Debra J. Saunders

In May, President Obama touted $17 billion in cuts he had planned for a budget of more than $3 trillion. Obama was quite proud of these cuts. Really. He told reporters that while $17 billion in cuts was considered "trivial" inside the beltway, "outside of Washington, that's still considered a lot of money."

So forgive me if I am skeptical when Obama -- who called it "painful" to squeeze one half of 1 percent from the gargantuan federal machine -- claims, as he did at Wednesday night's news conference, that two-thirds of his plan to provide universal access to health care for Americans "can be paid for by reallocating money that is simply being wasted in federal health care programs."

What shocks me is how smart people actually buy into the notion that the administration can expand health coverage and that it will not -- indeed, should not -- cost most taxpayers a dime.

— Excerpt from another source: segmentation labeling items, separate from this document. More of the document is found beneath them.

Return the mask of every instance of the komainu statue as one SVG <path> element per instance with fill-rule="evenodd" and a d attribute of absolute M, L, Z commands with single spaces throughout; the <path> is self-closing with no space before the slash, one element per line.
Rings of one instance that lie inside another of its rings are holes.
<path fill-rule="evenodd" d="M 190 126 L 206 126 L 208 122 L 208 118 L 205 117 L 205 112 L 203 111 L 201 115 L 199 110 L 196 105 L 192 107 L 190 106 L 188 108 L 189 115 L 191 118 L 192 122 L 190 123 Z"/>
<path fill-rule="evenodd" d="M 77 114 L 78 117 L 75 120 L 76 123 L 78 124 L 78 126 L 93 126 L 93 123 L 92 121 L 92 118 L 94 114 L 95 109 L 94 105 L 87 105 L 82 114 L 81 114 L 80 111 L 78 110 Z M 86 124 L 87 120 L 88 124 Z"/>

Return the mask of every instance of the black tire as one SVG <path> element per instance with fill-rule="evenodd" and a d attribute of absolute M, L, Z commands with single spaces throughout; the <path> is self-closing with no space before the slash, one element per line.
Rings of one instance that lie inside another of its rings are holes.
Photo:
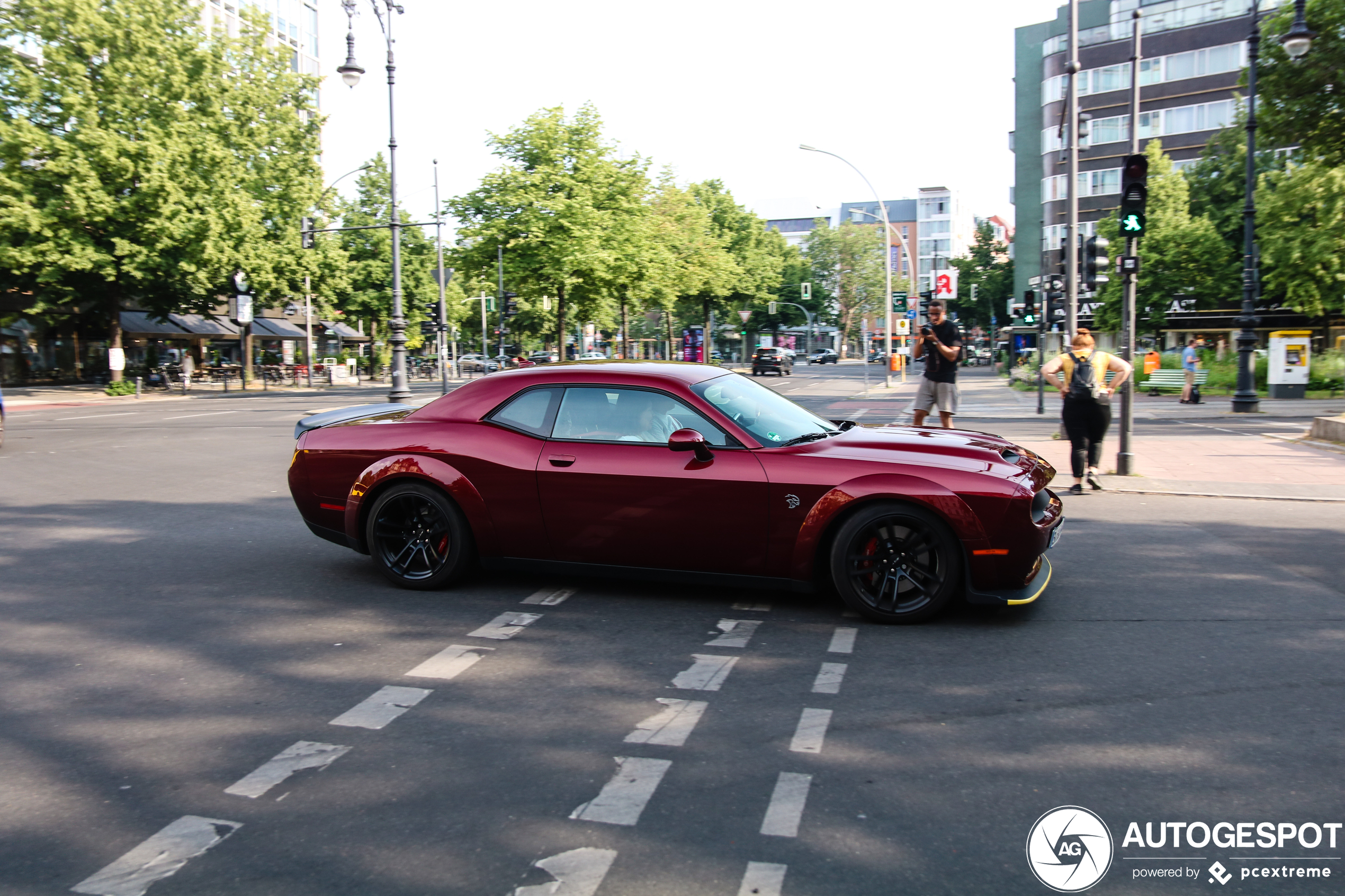
<path fill-rule="evenodd" d="M 378 571 L 402 588 L 432 591 L 452 584 L 476 553 L 463 512 L 432 485 L 394 485 L 374 501 L 364 521 Z"/>
<path fill-rule="evenodd" d="M 962 551 L 933 513 L 882 501 L 861 508 L 831 543 L 831 580 L 873 622 L 912 625 L 942 613 L 962 582 Z"/>

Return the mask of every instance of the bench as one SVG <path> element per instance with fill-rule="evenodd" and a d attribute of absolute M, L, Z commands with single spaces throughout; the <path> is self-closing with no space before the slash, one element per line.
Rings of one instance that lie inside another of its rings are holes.
<path fill-rule="evenodd" d="M 1205 380 L 1209 379 L 1209 371 L 1196 371 L 1196 386 L 1204 386 Z M 1186 388 L 1186 371 L 1180 368 L 1163 368 L 1157 369 L 1149 375 L 1149 379 L 1143 383 L 1138 383 L 1139 388 L 1147 388 L 1150 395 L 1158 395 L 1161 388 Z"/>

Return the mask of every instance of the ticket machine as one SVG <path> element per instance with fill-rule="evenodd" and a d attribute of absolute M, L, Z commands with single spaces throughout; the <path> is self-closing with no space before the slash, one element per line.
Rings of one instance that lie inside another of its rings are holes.
<path fill-rule="evenodd" d="M 1282 329 L 1270 334 L 1270 398 L 1306 398 L 1313 330 Z"/>

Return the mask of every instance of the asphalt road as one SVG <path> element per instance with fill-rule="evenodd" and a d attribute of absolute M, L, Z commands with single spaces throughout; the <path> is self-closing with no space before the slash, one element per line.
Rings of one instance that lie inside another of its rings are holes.
<path fill-rule="evenodd" d="M 644 583 L 420 594 L 309 535 L 286 493 L 300 412 L 369 398 L 9 416 L 0 892 L 140 892 L 184 862 L 149 892 L 1045 893 L 1025 842 L 1067 805 L 1115 841 L 1092 892 L 1208 889 L 1216 860 L 1231 892 L 1340 889 L 1345 836 L 1122 846 L 1130 822 L 1345 821 L 1336 506 L 1067 497 L 1041 600 L 917 627 Z M 538 618 L 472 634 L 508 613 Z M 721 627 L 751 637 L 707 645 Z M 569 883 L 526 889 L 555 856 Z M 1262 865 L 1334 880 L 1240 876 Z"/>

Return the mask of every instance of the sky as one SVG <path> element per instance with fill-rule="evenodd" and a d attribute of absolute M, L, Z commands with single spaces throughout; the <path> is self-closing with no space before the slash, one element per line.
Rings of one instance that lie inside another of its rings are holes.
<path fill-rule="evenodd" d="M 383 39 L 358 0 L 346 87 L 346 16 L 320 0 L 328 181 L 387 148 Z M 378 0 L 382 5 L 382 0 Z M 1013 218 L 1013 30 L 1057 0 L 402 0 L 397 36 L 398 187 L 421 220 L 500 165 L 488 133 L 538 109 L 592 102 L 624 154 L 679 183 L 717 177 L 765 218 L 807 216 L 948 187 L 975 215 Z M 342 181 L 350 195 L 355 177 Z M 445 234 L 448 238 L 449 234 Z"/>

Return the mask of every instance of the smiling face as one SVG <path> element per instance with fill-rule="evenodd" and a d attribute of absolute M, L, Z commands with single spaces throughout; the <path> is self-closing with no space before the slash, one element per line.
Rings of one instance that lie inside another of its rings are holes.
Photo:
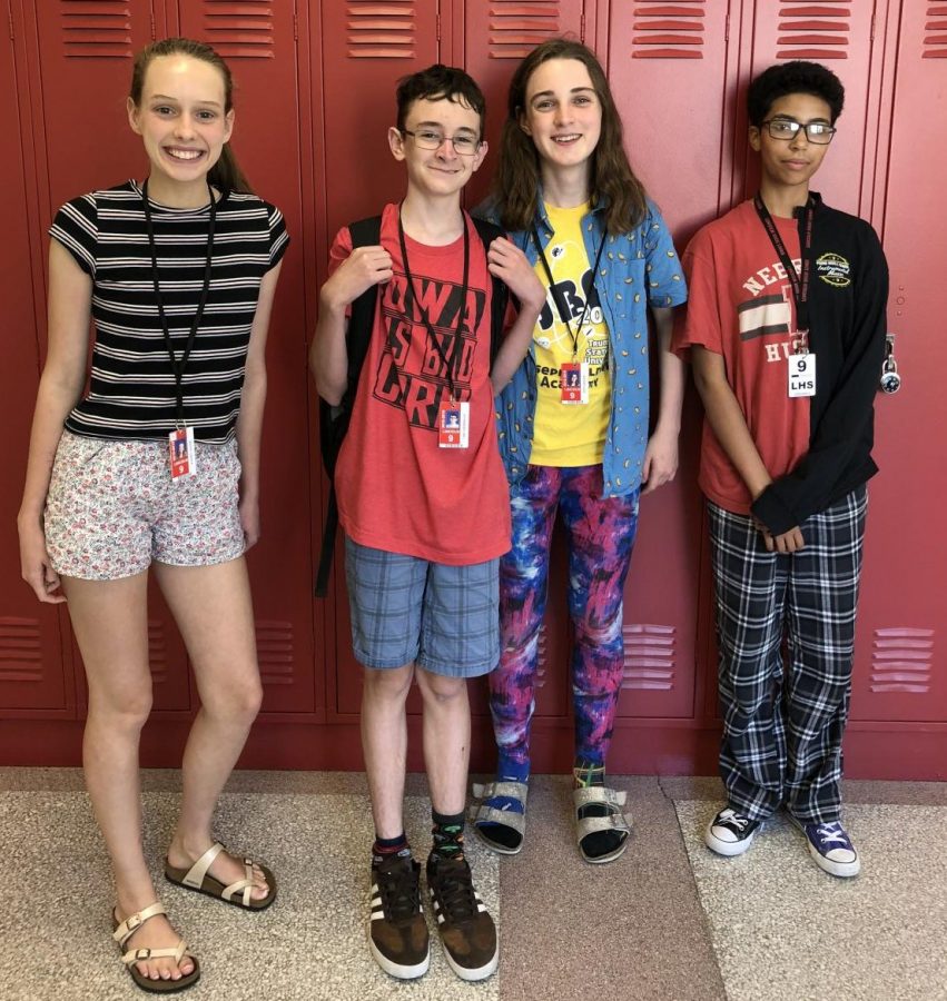
<path fill-rule="evenodd" d="M 128 120 L 145 141 L 149 189 L 159 200 L 206 185 L 234 126 L 225 101 L 223 76 L 201 59 L 158 56 L 148 65 L 140 102 L 128 99 Z"/>
<path fill-rule="evenodd" d="M 463 100 L 422 98 L 408 108 L 404 132 L 394 127 L 388 130 L 388 143 L 394 158 L 405 162 L 411 190 L 427 197 L 453 196 L 483 162 L 486 143 L 481 142 L 472 156 L 462 156 L 446 139 L 436 149 L 425 149 L 417 142 L 417 133 L 464 137 L 477 142 L 480 130 L 480 115 Z"/>
<path fill-rule="evenodd" d="M 791 119 L 800 125 L 818 121 L 831 125 L 831 109 L 821 98 L 810 93 L 788 93 L 770 105 L 767 121 Z M 810 142 L 805 129 L 790 139 L 773 139 L 767 126 L 750 126 L 750 146 L 760 155 L 763 182 L 787 189 L 805 186 L 819 169 L 828 146 Z"/>
<path fill-rule="evenodd" d="M 548 59 L 526 83 L 520 128 L 532 137 L 544 176 L 591 170 L 602 132 L 602 105 L 578 59 Z"/>

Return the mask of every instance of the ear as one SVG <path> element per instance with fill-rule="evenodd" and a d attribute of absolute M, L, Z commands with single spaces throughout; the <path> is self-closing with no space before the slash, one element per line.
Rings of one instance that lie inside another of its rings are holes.
<path fill-rule="evenodd" d="M 477 151 L 474 153 L 473 165 L 471 167 L 472 171 L 480 169 L 480 165 L 486 159 L 487 148 L 489 147 L 487 147 L 486 140 L 484 139 L 483 142 L 481 142 Z"/>
<path fill-rule="evenodd" d="M 131 126 L 131 131 L 135 132 L 136 136 L 140 136 L 141 126 L 138 123 L 138 106 L 131 98 L 126 100 L 125 110 L 128 112 L 128 123 Z"/>
<path fill-rule="evenodd" d="M 396 160 L 404 159 L 404 136 L 402 136 L 401 130 L 394 126 L 388 128 L 388 147 L 392 150 L 392 156 Z"/>

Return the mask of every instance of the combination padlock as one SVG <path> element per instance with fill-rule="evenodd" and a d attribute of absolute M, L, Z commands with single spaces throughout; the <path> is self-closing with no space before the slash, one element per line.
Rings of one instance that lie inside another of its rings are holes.
<path fill-rule="evenodd" d="M 885 339 L 885 364 L 881 366 L 880 389 L 882 393 L 897 393 L 901 388 L 898 375 L 898 363 L 895 360 L 895 335 L 888 334 Z"/>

As Kaiser Family Foundation President Drew Altman wrote, "Our polls show that most Americans (60 percent) think that if policymakers made the right moves they could cover the cost of health care reform without spending new money, which is not true."

Or try this from David Koitz of the nonpartisan fiscal watchdog group the Concord Coalition: "Standing alone, expanded insurance coverage means expanding access to health care and that will likely increase health spending overall. The efforts in Massachusetts mandating that its citizens have health insurance show that simply expanding the availability of insurance does not contain costs. If anything the evidence from its brief existence suggests the opposite. Over the past year, the state has had to raise taxes and fees to keep the new program afloat, and government and industry officials believe the program will not survive over the next five to ten years if major actions are not taken to slow the state's health care spending."

Feel free to re-read that quote, and you will see the wisdom in Washington taking its time to pass what Obama calls health care "reform."

Everything I've seen so far suggests that the package is too good to be true. ABC's Jake Tapper said to Obama, "understandably -- you don't talk about the sacrifices that Americans might have to make." He then asked whether the American people would have to give up anything to pay for Obama's cost-cutting plans.

Those of you with memories might recall that the 2008 Democratic primary was a nonstop repudiation of George W. Bush's failure to call for "sacrifice." Now that a Democrat is in the White House, you can forget that silly notion.